For a fully cabbage-themed spread, serve the steaks alongside a big bowl of crunchy slaw and a small dish of stir-fried napa for color contrast. A loaf of warm crusty bread or a side of buttery jasmine rice rounds it all out beautifully.

And if you ended up with leftover cabbage from any of the 25 ideas above, dice it up the next morning, crisp it in butter with eggs and chili crisp, and call it the best breakfast hash you've had all month. Cabbage really is that ingredient, and these recipes barely scratch the surface of what it can do.
Expert Tips
- Dry it well before high-heat cooking. Surface moisture is the enemy of crispy edges. Pat sliced cabbage dry with a clean towel before roasting, air frying, or stir-frying for the best caramelization.
- Don't overcrowd the pan. Cabbage releases water as it cooks, and a crowded skillet steams instead of browns. Use the widest pan you have, or work in two batches.
- Salt with intention. Cabbage is mild, so it can take more salt than you'd think. Season generously before cooking, then taste and adjust at the end.
- Cut for the recipe. Steaks need the core intact, slaws need fine shreds, and stir-fries want medium ribbons. Matching your cut to the cooking method changes everything.
- Finish with acid. A squeeze of lemon, a splash of rice vinegar, or a drizzle of cider vinegar wakes cabbage right up and balances any sweetness from caramelization.
Variations & Substitutions
The roasted cabbage steaks in the recipe card are endlessly adaptable. Once you nail the base method, treat it like a blank canvas for whatever flavors you're craving that night. Here are some reader-favorite riffs:
- Mediterranean: Top finished steaks with crumbled feta, kalamata olives, lemon zest, and chopped dill.
- Korean-inspired: Brush with gochujang mixed into the oil, then finish with toasted sesame seeds and sliced scallions.
- Buffalo style: Toss roasted steaks in buffalo sauce and drizzle with cool blue cheese or vegan ranch.
- Brown butter and sage: Skip the paprika; finish with brown butter, crispy sage, and parmesan for cool-weather comfort.
- Tahini-miso: Drizzle with a sauce of tahini, white miso, lemon, and warm water. Pure umami.
- Red cabbage swap: Use red cabbage instead of green for a dramatic purple presentation; the flavor is slightly sweeter and earthier.
Storage & Leftovers
Leftover roasted cabbage steaks keep in an airtight container in the fridge for up to 4 days. Reheat them in a 400°F oven or air fryer for about 5 minutes to bring back the crispy edges, since the microwave will turn them soft and a little sad. Most stir-fried and skillet cabbage dishes also reheat well on the stovetop with a splash of water or broth to loosen them up.

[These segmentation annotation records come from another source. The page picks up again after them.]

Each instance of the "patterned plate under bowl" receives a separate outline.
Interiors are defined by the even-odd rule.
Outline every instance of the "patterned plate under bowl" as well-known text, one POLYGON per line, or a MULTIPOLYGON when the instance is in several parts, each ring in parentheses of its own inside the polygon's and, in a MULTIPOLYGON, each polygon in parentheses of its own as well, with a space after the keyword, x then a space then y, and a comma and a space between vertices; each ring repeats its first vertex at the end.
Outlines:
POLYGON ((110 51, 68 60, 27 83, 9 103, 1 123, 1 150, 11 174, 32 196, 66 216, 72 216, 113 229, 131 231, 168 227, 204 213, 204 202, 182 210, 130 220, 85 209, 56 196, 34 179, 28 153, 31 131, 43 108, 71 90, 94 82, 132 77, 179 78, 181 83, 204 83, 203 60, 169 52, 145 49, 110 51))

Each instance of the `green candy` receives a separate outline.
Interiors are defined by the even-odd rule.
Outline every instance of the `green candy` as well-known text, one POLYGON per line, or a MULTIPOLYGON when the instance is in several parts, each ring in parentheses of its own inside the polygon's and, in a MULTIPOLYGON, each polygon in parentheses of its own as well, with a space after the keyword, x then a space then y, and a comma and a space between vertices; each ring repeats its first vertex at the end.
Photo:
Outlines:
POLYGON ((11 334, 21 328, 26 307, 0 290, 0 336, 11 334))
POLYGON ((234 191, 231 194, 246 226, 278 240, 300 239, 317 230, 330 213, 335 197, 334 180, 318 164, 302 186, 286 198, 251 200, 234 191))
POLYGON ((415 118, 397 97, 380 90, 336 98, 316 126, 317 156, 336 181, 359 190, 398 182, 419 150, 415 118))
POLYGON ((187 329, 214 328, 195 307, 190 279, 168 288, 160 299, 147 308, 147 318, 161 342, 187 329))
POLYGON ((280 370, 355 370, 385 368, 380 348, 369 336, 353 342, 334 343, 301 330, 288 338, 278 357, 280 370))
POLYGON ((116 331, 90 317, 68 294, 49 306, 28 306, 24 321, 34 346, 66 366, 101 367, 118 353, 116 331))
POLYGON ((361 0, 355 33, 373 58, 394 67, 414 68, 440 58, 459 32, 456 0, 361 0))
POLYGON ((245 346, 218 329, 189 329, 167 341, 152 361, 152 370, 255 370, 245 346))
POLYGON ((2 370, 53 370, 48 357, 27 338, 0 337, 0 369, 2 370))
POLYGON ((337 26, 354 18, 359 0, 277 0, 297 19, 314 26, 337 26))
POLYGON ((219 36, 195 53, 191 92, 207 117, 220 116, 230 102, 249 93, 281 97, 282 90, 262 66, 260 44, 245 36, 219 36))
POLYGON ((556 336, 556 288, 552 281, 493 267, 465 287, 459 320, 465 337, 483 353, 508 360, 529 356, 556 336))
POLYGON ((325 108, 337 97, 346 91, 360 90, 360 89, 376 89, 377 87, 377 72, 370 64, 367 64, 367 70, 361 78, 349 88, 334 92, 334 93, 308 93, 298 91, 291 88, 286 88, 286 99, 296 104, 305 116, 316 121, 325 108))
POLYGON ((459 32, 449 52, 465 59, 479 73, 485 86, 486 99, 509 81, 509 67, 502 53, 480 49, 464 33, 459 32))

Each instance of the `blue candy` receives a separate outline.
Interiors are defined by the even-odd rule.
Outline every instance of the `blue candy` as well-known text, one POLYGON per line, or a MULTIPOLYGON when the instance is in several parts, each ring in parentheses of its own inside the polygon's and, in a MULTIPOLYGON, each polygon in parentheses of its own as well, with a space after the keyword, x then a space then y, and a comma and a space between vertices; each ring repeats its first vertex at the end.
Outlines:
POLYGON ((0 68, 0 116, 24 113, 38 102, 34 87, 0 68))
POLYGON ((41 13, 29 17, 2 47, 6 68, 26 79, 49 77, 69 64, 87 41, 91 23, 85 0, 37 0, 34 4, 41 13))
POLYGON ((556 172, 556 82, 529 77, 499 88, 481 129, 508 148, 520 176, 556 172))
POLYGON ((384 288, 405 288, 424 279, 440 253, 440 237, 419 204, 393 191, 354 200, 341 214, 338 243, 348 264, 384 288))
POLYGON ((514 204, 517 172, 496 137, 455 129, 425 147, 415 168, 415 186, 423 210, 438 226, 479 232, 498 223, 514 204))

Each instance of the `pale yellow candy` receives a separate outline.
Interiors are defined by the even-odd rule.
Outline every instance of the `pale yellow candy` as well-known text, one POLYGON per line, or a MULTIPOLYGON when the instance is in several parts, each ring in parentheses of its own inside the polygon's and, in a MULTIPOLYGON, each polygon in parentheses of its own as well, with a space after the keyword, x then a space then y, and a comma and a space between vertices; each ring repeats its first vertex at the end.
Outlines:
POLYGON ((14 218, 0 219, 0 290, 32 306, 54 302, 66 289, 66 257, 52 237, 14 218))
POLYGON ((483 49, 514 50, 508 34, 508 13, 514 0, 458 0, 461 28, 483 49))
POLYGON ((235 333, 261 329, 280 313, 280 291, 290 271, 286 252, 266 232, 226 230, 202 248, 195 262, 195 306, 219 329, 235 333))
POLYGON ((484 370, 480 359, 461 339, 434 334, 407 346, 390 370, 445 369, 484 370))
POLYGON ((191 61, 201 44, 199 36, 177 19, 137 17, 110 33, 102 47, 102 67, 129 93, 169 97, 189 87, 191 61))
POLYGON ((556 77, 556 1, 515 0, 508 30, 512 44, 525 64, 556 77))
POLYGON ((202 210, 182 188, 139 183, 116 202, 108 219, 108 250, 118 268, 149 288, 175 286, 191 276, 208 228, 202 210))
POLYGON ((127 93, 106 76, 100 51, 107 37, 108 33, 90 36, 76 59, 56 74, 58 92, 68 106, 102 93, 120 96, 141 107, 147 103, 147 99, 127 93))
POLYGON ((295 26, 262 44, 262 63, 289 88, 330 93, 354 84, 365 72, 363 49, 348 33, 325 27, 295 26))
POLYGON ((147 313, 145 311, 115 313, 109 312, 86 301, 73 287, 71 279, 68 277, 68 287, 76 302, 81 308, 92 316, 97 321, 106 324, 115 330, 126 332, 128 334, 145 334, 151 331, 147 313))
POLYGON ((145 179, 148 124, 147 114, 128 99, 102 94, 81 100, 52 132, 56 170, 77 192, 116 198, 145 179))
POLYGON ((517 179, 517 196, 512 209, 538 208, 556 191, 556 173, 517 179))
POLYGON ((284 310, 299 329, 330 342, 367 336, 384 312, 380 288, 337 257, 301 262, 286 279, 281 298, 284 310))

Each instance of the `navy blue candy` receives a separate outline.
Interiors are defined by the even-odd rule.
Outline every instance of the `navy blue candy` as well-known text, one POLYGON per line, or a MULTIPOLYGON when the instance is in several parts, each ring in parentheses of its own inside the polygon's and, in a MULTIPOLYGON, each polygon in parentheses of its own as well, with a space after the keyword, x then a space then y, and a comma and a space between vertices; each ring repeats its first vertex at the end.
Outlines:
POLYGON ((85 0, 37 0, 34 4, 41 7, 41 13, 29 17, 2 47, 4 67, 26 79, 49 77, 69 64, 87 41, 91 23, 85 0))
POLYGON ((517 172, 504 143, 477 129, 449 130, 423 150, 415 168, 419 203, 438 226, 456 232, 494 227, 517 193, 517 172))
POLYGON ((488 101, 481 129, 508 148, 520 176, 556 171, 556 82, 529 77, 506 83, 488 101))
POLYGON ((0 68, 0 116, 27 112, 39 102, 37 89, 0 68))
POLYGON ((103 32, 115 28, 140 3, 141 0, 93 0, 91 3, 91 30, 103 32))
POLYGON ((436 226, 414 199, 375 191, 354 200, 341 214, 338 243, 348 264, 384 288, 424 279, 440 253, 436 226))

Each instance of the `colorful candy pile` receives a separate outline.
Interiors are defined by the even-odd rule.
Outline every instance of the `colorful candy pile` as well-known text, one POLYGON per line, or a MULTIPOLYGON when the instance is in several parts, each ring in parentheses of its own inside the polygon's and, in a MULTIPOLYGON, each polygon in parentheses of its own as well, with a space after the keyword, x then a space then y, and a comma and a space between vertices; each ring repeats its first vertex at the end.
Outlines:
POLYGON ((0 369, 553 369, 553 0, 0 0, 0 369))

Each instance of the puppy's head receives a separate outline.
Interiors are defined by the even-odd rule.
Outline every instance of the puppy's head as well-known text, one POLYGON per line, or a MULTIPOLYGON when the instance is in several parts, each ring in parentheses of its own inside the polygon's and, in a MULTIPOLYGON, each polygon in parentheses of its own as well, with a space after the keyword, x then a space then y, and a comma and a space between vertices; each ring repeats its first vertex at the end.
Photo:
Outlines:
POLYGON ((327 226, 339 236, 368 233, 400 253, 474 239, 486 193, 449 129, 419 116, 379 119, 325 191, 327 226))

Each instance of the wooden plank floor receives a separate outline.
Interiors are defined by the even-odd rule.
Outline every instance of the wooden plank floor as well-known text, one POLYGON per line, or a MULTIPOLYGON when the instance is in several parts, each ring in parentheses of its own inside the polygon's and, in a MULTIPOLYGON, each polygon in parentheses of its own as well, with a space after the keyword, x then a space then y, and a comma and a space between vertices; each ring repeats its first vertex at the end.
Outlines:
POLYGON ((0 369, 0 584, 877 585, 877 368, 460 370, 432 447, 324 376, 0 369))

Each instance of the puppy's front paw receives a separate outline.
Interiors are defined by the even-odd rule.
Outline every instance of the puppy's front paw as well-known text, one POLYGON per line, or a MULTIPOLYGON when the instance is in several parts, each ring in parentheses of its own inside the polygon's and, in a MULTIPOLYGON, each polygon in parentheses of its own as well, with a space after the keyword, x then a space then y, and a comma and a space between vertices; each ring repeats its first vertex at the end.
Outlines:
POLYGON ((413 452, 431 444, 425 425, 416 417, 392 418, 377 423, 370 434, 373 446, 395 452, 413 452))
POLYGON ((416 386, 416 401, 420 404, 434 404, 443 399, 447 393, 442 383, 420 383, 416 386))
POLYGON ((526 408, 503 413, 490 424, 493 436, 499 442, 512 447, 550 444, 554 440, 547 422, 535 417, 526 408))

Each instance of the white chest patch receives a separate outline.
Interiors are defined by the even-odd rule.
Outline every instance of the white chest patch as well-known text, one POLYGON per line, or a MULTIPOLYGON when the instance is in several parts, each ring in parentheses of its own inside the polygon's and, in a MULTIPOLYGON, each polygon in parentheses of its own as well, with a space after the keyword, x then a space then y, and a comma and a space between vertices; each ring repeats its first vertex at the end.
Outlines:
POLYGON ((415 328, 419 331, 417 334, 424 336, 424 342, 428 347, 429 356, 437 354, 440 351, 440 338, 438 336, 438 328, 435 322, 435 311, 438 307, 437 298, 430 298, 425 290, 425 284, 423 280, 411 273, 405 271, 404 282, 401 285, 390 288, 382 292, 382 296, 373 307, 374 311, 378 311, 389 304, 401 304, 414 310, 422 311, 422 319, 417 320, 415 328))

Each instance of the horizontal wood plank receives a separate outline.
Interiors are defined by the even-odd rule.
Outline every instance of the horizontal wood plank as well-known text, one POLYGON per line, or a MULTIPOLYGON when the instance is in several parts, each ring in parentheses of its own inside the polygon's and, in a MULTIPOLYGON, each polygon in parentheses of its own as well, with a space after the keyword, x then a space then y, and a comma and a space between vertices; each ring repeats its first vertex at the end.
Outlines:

Soups, stews, and stuffed cabbage rolls freeze beautifully for up to 3 months in airtight containers; thaw overnight in the fridge before reheating. Slaws and other raw cabbage dishes don't freeze well because the cell walls break down and turn limp, but a sturdy slaw will hold its crunch in the fridge for 2 to 3 days if the dressing is on the lighter side.